Heart Transplant surgeon Dr Anvay Mule said “There are thousands of patients who are waiting with hope. Such activities are required to create awareness and increase organ donation.”

Elaborating on the organ donation scenario in India, Dr Syed, said, “Figures show that India’s current organ donation is 0.05 per million populations (about 50 cadaver donors per year). The number of transplants per year is in the range of 3,000 to 3,500 with barely 5% coming from brain dead patients. The annual requirement is about 1, 50,000 donations. However, if we can improve it even to 1 per million donations, we could take care of some of the organ shortages in India. At 1 per million donation rate, we would have 1,100 organ donors which could take care of almost all current demands for organs in India.”

“The rate of renal transplants in our country is actually quite dismal, as more than 1,00,000 patients are waiting for renal transplants, and less than 5,000 happen every year. It is much worse for cadaver transplants as less than 1,000 happen per year. In comparison, Mumbai city does less than 300 renal transplants every year, of which only 30 to 40 will be cadaver donations. So the people requiring dialysis has steadily gone up, putting a lot of strain on the infrastructure to accommodate all these patients,” added Dr Syed.

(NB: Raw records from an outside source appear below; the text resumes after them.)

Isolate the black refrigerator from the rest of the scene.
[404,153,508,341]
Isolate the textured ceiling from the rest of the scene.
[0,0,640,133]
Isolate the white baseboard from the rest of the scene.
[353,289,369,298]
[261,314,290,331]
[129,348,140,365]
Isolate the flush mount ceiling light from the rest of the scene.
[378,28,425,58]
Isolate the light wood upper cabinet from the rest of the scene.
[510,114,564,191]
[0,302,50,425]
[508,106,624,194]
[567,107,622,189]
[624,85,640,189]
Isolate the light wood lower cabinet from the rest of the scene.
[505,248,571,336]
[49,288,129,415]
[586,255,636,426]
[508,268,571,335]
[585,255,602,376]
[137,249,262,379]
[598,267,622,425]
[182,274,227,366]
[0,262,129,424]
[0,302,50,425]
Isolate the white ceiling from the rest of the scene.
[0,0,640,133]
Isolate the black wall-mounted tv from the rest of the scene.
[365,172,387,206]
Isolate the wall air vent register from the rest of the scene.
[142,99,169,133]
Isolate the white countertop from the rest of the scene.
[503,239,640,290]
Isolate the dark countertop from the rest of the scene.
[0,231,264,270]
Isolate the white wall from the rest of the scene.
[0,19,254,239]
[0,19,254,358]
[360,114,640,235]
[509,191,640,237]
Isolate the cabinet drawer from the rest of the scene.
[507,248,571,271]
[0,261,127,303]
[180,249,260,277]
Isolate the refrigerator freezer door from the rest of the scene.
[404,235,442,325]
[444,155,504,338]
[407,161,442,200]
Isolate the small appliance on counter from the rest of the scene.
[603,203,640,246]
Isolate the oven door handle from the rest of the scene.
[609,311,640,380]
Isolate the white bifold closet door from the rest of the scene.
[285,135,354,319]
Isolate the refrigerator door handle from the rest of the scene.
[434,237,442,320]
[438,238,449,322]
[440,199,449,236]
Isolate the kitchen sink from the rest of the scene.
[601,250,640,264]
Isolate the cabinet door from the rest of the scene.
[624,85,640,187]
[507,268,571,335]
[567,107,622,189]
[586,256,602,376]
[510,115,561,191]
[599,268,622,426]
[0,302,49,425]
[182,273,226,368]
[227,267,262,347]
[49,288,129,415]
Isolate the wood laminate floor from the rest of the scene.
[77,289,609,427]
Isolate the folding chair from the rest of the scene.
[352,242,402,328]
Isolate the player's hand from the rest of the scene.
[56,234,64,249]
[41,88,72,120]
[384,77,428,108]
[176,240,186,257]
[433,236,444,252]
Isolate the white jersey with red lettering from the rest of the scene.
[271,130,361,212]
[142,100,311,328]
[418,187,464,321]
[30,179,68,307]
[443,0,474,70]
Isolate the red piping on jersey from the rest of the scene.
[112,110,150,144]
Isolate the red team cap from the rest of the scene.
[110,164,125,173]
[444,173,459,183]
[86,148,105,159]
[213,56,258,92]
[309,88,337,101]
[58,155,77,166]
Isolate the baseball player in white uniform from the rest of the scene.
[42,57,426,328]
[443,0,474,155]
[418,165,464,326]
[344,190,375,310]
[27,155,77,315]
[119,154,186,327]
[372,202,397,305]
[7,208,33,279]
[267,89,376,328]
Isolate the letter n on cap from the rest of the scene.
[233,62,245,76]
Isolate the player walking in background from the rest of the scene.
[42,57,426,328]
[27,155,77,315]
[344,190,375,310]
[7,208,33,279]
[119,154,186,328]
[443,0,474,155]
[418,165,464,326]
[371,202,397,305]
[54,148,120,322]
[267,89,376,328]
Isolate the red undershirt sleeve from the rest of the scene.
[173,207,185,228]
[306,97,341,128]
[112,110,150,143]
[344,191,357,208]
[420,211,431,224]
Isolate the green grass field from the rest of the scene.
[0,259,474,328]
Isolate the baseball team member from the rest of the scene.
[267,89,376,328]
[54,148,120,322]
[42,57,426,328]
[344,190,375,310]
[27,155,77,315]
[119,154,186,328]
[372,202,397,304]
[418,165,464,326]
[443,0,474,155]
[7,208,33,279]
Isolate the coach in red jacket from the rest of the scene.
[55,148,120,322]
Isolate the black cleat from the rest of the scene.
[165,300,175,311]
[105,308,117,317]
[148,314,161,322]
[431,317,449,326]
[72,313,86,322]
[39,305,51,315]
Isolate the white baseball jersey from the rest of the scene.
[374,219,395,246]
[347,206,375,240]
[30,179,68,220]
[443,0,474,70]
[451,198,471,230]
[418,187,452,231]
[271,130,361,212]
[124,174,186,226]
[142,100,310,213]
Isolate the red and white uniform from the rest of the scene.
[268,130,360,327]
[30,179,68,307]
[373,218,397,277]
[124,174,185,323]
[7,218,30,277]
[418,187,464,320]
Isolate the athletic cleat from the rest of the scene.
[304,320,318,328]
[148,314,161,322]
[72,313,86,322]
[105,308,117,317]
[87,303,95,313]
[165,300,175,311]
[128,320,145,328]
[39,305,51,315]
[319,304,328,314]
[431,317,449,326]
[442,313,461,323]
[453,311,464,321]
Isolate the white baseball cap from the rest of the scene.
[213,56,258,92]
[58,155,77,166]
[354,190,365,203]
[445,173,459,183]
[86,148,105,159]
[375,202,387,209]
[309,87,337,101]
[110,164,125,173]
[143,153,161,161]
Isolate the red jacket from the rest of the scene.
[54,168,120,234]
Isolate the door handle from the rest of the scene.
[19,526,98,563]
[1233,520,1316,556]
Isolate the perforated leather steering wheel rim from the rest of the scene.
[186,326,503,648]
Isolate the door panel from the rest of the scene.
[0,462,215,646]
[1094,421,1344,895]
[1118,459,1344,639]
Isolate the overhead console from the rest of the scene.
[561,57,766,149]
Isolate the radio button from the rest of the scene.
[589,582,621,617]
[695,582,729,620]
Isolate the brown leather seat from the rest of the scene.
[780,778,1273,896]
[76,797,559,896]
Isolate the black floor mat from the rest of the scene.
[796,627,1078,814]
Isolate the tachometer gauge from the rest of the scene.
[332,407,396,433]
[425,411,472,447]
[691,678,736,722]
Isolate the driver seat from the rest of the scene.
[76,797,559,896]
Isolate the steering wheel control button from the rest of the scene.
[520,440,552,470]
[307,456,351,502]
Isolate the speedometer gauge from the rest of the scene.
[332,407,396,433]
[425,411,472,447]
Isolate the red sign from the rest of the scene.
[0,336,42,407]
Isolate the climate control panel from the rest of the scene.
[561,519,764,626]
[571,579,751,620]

ORGAN DONATION KIDNEY LIVER LUNGS CORNEA HEART
LIVE ORGAN DONATIONS FROM 1995-2015 8,061 202 NA
CADAVERIC (FROM BRAIN DEAD PATIENT) 546 150 2 19,285 (from June 2006 to June 2015 3

 Requirement in Mumbai and Thane

KIDNEY LIVER LUNGS CORNEA HEART
2800 210 10

Source: Maha Arogya Seva Mandal, Thane

“Aiming at increasing the number of donors by creating awareness on organ donation is required. From increasing the current 5,000 to lakhs and more, IMA Kalyan has joined hands with many private hospitals to spread awareness on importance of organ donation. This is the first step to reach among the educative society,” says Dr Syed.

Dr Pravin Shingare, ZTCC committee member, added, “Our aim is to remove misunderstandings among public regarding organ donation.”